WHETHER OR not Dagan’s 2015 forecast is overly optimistic, Iran’s nuclear ambitions have apparently been humbled, and the time frame for a nuclear breakout has been pushed off. As a result, the question has been raised whether a reevaluation of sanction policies is in order.
Some are calling for more efforts to engage the Islamist regime. “The cyber worm may have set back Iran’s nuclear program, but it is unlikely to alter its nuclear ambitions,” Ori Nir, the spokesman for Americans for Peace Now, told JTA. “In order to introduce real change, the US and its international allies must change the manner in which they deal with Iran and start to comprehensively engage with Teheran.”

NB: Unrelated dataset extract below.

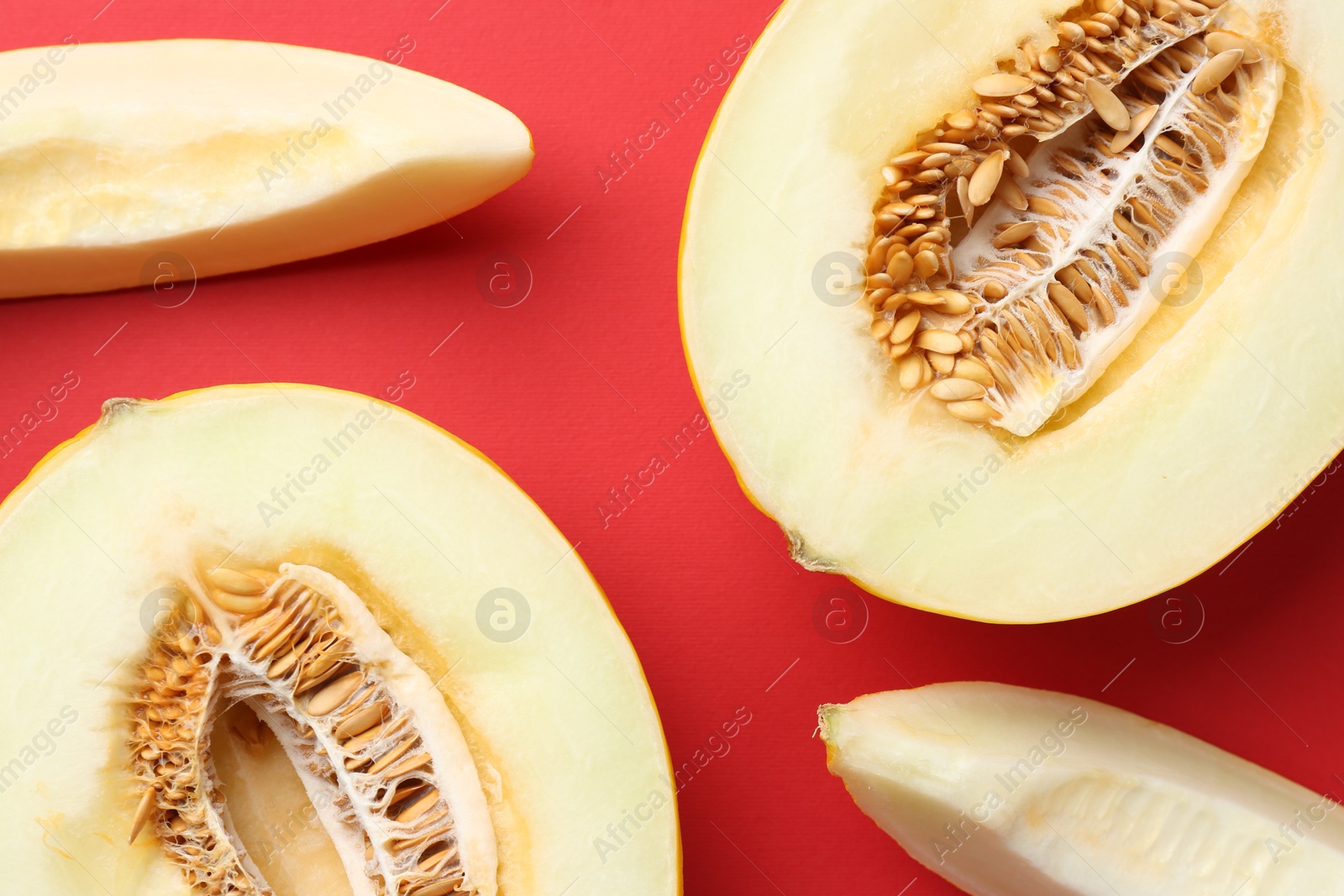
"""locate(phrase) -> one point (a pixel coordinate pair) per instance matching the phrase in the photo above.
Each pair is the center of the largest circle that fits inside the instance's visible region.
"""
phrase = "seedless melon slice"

No longer in quite as frenzied a rush against the clock, perhaps the international community can redouble efforts to woo Iran away from the nuclear option through dialogue, engagement advocates argue. Military brinkmanship or ratcheting up sanctions might have the unwanted result of pushing an embattled Islamic Republic toward an increasingly intransigent and extremist position, they claim. Collective punishment of the Iranian people might arouse the sympathies of the Muslim world against the West. And judging from the South African, Iraqi and North Korean precedents, sanctions have proved to be highly ineffective.
But while there might be some truth to some these claims, it would be incredibly naïve to expect a nebulous “engagement” policy to convince Iran to abandon a nuclear program that has earned it popularity domestically and heightened diplomatic influence internationally.

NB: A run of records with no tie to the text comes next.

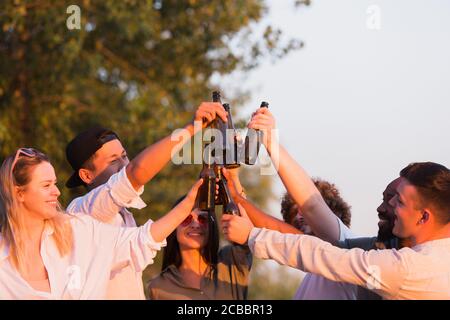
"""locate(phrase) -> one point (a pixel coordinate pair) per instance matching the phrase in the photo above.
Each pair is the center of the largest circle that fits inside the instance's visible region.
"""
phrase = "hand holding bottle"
(264, 121)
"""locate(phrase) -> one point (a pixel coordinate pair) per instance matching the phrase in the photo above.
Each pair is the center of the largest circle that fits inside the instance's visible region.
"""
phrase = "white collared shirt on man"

Hizbullah’s domination of Lebanon, Hamas’s tightening grip on Gaza, a Shi’ite resurgence in Iraq, as well as improved Iranian relations with Turkey and strengthening ties with Syria – these are just some of Iran’s foreign policy successes in recent years in the Middle East. Iranian President Mahmoud Ahmadinejad’s incessant battle cry that the West is weak and in retreat has a ring of truth for the Muslim extremists in this area of the world who look up to him. Continued defiance in the face of sanctions would only provide additional proof of the West’s inability to stop bold and brave Iran.
The West has precious little to zero chance of succeeding in engagement with a regime that enjoys widespread popularity in the Muslim world specifically because of its defiance of the West. It is popular despite the blatant abuse of its own citizens’ human rights, its recurring threats that Muslims who support Israel will “burn in the umma of Islam,” and its stubborn pursuit of the most destructive weapons that could lead to the deaths of millions in the Middle East – Jews, Muslims, Christians and members of other faiths alike.
THE CONCERN now, indeed, is that in light of the recent revelations on Iran’s nuclear difficulties, the international community will lapse into complacency. With new forecasts pushing back the date for a nuclear-capable Iran, the sense of urgency in thwarting the Islamic Republic might dissipate.
This must not be allowed to happen. Iran is bent on obtaining the bomb. That the danger may have been delayed by a year or two does not make it any less of an existential threat. The apparent achievements of sabotage, indeed, should provide new encouragement that Teheran can be thwarted. And the imperative to do so is as profound as ever.
As US Secretary of State Hillary Clinton put it, “I don’t know that it gives much comfort to somebody who is in the Gulf, or who is in a country that Iran has vowed to destroy, that it’s a one-year or a three-year time frame.”